Sampedrense 1 (5 g. p.)
Márcio, Anastácio, Godinho, Pepe e Emanuel; Baixote, Rato e Brito; André Valente, Jusko e Tagui
Substituições: Rato por Dani (75’) e Brito por Cordeiro (110’)
Suplentes não utilizados: André Figueiredo, Carlitos, Marco, Razões, Mickael e Moreno
Treinador: Fernando Silva
Mangualde 1 (6 g. p.)
Manuel Fernandes; Marcos, Faria, Márcio e Miguel Ângelo; Rafael, Negrete e José Pedro; Loureiro, Amílcar e Paulito
Substituições: Paulito por Eduardo (intervalo); Rafael por Zé Manel (70’) e Loureiro por Serginho (101’)
Suplentes não utilizados: Pedro Alves, Fábio, João Pedro e Tó
Treinador: Jorge Valente
Jogo no Estádio Municipal da Pedreira, em S. Pedro do Sul
Assistência: Cerca de 250 espectadores
Árbitro: Luís Caiado (Viseu)
Auxiliares: Pedro Reis e Tiago Rodrigues
Resultado ao intervalo: 1-0
Marcadores: André Valente (10’) e Eduardo (72’)
Grandes penalidades convertidas: André, Tagui, André Valente, Cordeiro e Dani (Sampedrense); Marcos, Faria, Márcio, Negrete, Serginho e Amílcar (Mangualde). Falharam: Anastácio e Emanuel (Sanpedrense) e Eduardo (Mangualde)
Acção disciplinar: Cartões amarelos: Paulito (44’), Pepe (45’), José Pedro (55’), Negrete (91’) e Godinho (105’)
Silvino Cardoso
Esperava-se melhor espectáculo de futebol, tendo em conta que estiveram frente a frente, os dois primeiros classificados da Divisão de Honra. Talvez o facto, de ser um jogo a eliminar fizesse com que as equipa se receassem uma à outra. De facto, foi um mau jogo, com muitas paragens e muitas faltas, a que acresceu o facto de a bola ter saído das quatro linhas demasiadas vezes. Enfim, vinte e dois jogadores fizeram muito pouco futebol em 120 minutos, já que foi necessário ir a prolongamento e depois às grandes penalidades para achar o vencedor.
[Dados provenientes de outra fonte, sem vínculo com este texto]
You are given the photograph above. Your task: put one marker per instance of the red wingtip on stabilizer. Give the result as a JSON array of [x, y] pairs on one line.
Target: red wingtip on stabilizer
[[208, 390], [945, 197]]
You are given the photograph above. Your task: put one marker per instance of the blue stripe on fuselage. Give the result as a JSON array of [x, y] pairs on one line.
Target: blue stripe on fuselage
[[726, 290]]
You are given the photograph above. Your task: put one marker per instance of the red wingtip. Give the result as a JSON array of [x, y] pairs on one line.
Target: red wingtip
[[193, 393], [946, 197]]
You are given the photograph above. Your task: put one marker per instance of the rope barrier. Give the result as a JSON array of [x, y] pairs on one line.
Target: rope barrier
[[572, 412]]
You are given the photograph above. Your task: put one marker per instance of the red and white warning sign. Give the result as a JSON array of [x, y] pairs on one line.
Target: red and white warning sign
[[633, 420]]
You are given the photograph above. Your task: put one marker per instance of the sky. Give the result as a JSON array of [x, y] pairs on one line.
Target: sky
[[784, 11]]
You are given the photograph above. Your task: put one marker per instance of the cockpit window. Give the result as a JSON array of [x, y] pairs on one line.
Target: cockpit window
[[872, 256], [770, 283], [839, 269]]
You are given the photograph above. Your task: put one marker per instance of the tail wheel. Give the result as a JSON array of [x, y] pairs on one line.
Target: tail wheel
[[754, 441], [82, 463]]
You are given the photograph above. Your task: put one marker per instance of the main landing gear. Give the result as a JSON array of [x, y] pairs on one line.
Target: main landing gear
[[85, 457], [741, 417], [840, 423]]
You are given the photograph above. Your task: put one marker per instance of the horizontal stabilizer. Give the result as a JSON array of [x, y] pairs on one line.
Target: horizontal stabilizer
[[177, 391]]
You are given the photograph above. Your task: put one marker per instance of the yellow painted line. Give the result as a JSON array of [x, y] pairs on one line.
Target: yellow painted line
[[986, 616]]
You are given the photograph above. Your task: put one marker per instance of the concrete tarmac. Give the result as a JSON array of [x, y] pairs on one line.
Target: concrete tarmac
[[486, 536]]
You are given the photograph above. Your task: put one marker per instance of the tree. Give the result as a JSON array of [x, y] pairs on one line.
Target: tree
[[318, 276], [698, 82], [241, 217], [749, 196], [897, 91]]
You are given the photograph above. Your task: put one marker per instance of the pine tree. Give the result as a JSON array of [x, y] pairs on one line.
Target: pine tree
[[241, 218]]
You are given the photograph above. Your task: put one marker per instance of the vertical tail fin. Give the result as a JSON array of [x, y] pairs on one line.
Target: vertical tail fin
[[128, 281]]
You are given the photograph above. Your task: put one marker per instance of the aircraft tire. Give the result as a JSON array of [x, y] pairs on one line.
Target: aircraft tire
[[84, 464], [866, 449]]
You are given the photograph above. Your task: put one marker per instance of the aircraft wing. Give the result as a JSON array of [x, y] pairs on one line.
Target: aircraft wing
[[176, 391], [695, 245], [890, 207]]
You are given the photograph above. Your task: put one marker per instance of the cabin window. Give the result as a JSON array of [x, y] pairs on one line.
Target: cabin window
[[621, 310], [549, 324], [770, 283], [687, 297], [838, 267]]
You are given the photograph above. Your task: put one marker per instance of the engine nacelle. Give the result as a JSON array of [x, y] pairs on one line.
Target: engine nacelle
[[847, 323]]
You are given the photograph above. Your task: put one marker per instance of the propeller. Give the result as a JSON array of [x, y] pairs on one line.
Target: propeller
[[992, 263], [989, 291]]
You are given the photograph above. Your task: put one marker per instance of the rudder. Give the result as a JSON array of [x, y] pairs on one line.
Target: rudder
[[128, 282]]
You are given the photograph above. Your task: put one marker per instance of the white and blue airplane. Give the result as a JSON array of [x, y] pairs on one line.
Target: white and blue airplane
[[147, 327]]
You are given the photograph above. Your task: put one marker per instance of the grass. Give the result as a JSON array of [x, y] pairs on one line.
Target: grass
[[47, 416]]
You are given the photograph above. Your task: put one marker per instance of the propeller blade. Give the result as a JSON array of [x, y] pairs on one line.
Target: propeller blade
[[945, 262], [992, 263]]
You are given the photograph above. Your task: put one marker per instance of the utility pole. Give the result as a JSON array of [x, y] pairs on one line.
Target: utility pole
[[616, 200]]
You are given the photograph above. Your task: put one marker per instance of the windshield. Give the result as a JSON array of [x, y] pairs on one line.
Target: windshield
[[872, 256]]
As equipas entraram em campo com sistemas tácticos muito idênticos. Mesmo assim, foi notório, a equipa da casa mostrou mais acutilância no ataque, o que lhe permitiu abrir o activo aos 10 minutos. A bola foi centrada do lado direito do ataque Sampedrense, tendo a bola passado por toda a gente da defesa do Mangualde, surgindo nos pés de Jusko que rematou para Manuel Fernandes defender, mas não segurar. Os seus companheiros não foram lestos a despachar o esférico e André Valente não se fez rogado e rematou para o fundo das redes.
Reacção pouco convicta
Os visitantes reagiram mas sem grande convicção. Passou a assistir-se a futebol muito mastigado e sem profundidade de ambos os lados, Os últimos 15 minutos do primeiro tempo foram mesmo muito monótonos. Ao intervalo, a vantagem do Sampedrense aceitava-se, já que apesar de tudo foi a menos má.
Eduardo transfigurou os mangualdenses
Para a segunda a parte, Jorge Valente deixou no banco Paulito e fez entrar o veterano Eduardo. Este jogador não só deu mais consistência à formação mangualdense como foi o coelho tirado da cartola, pois, na sequência de um canto directo fez o golo, com muitas culpas para Márcio que falhou a intervenção. Depois do empate, continuou-se a assistir a mau futebol. No entanto, qualquer uma das equipas podia ter voltado a marcar, com a União Desportiva Sampedrense a conseguir maior número de oportunidade. Os noventa minutos esgotaram-se e as equipas foram forçadas a jogar mais trinta minutos que, diga-se, não foram diferentes, em termos de mau espectáculo, do resto do encontro. Depois, como é do regulamento, passou-se à lotaria das grandes penalidades e, aí, o Mangualde marcou mais uma que o seu adversário, o que lhe permitiu continuar na prova para defender o troféu que detêm da época passada.
Arbitragem em plano positivo, apesar da contestação, a maioria das vezes sem razão para tanto.